Воины молча смотрели на него. Выше всех почти на фут, белый как снег, с гривой золотистых волос – сущий демон в человеческом обличье. Затем они перевели взгляд на Ножа, тоже обладавшего весьма экзотической внешностью. Потом на меня и на голову Тенекрута.
– На колени перед Дщерью Ночи! – приказал Рам.
Он стоял так близко, что я чувствовала его дрожь. Парень был до смерти перепуган.
– Среди нас Дитя Кины! Молите о пощаде! – Лебедь схватил ближайшего и заставил опуститься на колени.
До сих пор не понимаю, почему тенеземцы поверили в наш блеф. Но один за другим они падали на колени. Нарайян и рукохваты запели молитву из обиходных – я такие слышала во время обрядов Гунни и Шадара. Отличались только рефрены: «Смилуйся, Кина», «Благословенна будь твоя дочь, истово любящая тебя», а еще «Прииди ко мне, Мать Ночи, пока кровь еще теплится в моем языке».
– Пойте! – вопил Лебедь. – Пойте, мерзавцы!
Он был в ударе. Носился среди воинов, заставлял упрямцев падать на колени и молиться. В его действиях начисто отсутствовала логика. Человек в здравом уме вряд ли посмеет так грубо обращаться с врагами, имеющими тысячекратное численное превосходство. Но мысль о том, что нас можно запросто порвать в клочья, даже не пришла им в голову.
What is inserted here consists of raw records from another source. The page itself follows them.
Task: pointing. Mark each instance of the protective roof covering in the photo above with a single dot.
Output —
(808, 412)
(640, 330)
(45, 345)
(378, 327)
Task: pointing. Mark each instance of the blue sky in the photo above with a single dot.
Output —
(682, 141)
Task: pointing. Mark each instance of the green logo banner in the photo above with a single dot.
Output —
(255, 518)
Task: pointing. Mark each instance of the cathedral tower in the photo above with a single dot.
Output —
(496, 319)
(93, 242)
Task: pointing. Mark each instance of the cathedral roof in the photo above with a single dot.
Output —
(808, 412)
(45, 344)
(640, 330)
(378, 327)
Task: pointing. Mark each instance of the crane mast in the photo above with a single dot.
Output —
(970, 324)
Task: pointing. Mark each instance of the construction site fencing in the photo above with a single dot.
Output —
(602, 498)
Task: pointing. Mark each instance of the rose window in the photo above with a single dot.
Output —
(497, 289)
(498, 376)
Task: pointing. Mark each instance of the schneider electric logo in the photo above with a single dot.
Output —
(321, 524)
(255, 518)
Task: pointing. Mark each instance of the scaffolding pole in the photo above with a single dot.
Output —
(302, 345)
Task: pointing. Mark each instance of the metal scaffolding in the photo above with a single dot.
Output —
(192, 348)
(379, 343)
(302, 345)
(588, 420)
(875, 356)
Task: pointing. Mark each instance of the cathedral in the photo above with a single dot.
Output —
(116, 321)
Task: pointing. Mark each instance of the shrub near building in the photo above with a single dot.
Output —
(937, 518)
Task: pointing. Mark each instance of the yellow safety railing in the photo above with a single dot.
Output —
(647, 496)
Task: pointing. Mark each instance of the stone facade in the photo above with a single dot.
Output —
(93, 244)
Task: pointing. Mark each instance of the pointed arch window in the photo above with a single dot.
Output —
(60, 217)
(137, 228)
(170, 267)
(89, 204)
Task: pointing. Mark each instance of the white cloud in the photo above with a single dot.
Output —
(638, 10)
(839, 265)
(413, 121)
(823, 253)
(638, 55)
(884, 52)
– Какие же мы все придурки, – с удивлением заметил Нож. – Но надо дожимать, иначе они очухаются.
– Воды мне, и побольше.
Держа над собой голову Тенекрута, я потребовала тишины:
– Дьявол мертв! Хозяин Теней повержен. Богиня дарует вам свою милость, хоть вы, а прежде ваши отцы, деды и прадеды и отворачивались от нее, отвергали ее и хулили. Но теперь вашим сердцам открылась истина. Кина благословляет вас. – Еще одно усилие, и моя голова облилась пламенем. – Теперь вы свободны, но не бывает бесплатных даров.
Нож принес мех с водой.
– И кубок, – прошептала я. – Воду пока припрячь.
Я продолжала нагнетать истерию – так проще, чем взывать к голосу разума. Тенеземцы были морально истощены и запуганы, они ненавидели Хозяев Теней. Нарайян затянул новую молитву. Нож принес кубок из шатра Тенекрута. Я колдовала. Это были сложные чары, но и на сей раз мне, вопреки ожиданиям, сопутствовал успех.
Я знала, что в кубке вода. Пригубила – вода.
– Пью кровь моего врага.
И для тенеземцев эта вода выглядела как самая настоящая кровь, когда Нарайян с помощниками стали мазать ею им лбы. Вдобавок я позаботилась о том, чтобы пятна стали несмываемыми. Теперь мои пленники на всю жизнь мечены кровью.